Health Ministry's annual report shows a decrease of working professionals in most vital health fields.

Doctors perform surgery (generic) R 370 (photo credit: REUTERS/Swoan Parker)
Doctors perform surgery (generic) R 370
(photo credit: REUTERS/Swoan Parker)
Evidence that last week’s signing of a new wage contract was urgent is provided in the Health Ministry’s annual report on manpower in the health professions for 2011, which was released for publication on Thursday.
The report showed a decrease of working professionals in most vital fields, from nurses and doctors to dentists and dental technicians – rates that are significantly lower than that of most Organization for Economic Cooperation and Development (OECD) countries.
The data was based on license registration and data banks at the ministry and from the Central Bureau of Statistics.
Regarding nurses, the rate of nursing school graduates is low, according to the report – just 12.1 per 100,000 residents, compared to the OECD average of 34.4. The rate of working nurses up to the age of 65 dropped to 5.95 per 100,000 last year, compared to 6.47 at the end of 2000 – an 8 percent decrease.
Additionally, the number of new nurses in 2011 was only 941 compared to twice as many, 1,863, in 2002. Another sign of decline in manpower was that the share of nurses up to the age of 45 went down to 41% last year, compared to 53% in 2000. Nursing is the most common type of medical profession in the country.
The rate of physicians also declined, but it was higher than the OECD average, with the number of doctors up to the age of 65 given as 3.33 per 1,000 residents at the end of 2011, compared to 3.71 a decade before. The number of Israeli physicians has consistently declined since doctors from the former Soviet Union who immigrated in the 1990s began to retire. As a result, more new medical school graduates here studied in Israel compared to previous years of high immigration.
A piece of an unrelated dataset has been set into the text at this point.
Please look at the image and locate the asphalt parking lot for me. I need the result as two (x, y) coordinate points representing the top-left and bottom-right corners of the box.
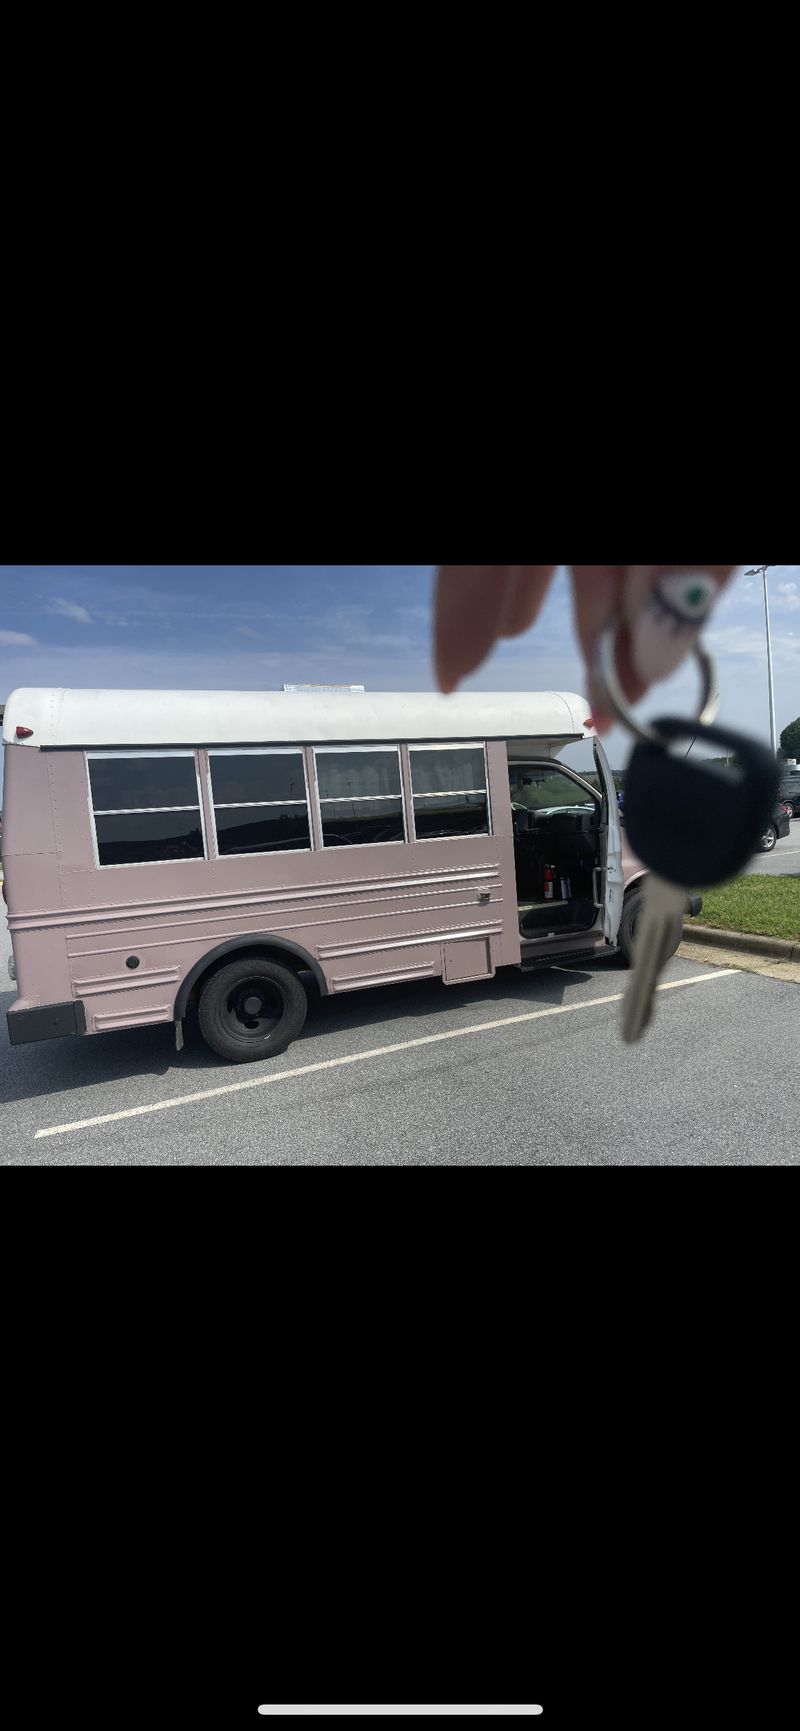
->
(2, 916), (798, 1166)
There were 35,000 doctors in the workforce last year, but only 26,000 were under the age of 65. About half of medical licenses are held by women, compared to a third in the 1980s. Women constitute a majority in the fields of family medicine, endocrinology, oncology, medical genetics, pediatric hematology, diagnostic radiology and anatomy.
More than a quarter of obstetricians/ gynecologists are women – significantly more than a decade or two ago. But women constitute only 6% of neurosurgeons, 5% of orthopedic surgeons and 1% of cardiothoracic surgeons.
Israeli doctors are older than their counterparts in the OECD. The rates of women doctors and of medical specialists (as opposed to general practitioners) showed an upward trend. Almost 60% of Israeli medical specialists were in internal medicine, pediatrics, ob/gyn, family medicine and psychiatry.
The rate of Israeli dentists declined during the past decade, but it remains higher than the OECD average, with 1.05 dentists under age 65 per 1,000 people at the end of last year, compared to 1.12 in 2000.
About one-third are women, 25% graduates of Israeli dental schools and the rest from Europe, the Americas, Jordan, Syria and Egypt.
There are only 0.47 dental technicians of working age per 1,000 Israelis, compared to 0.52 in 2000; the number of pharmacist assistants has also declined.
However, the numbers of psychologists, pharmacists, optometrists, physiotherapists and dietitians have increased over the past decade in Israel.
Women now constitute 75% of all psychologists – a major demographic shift over the last few decades.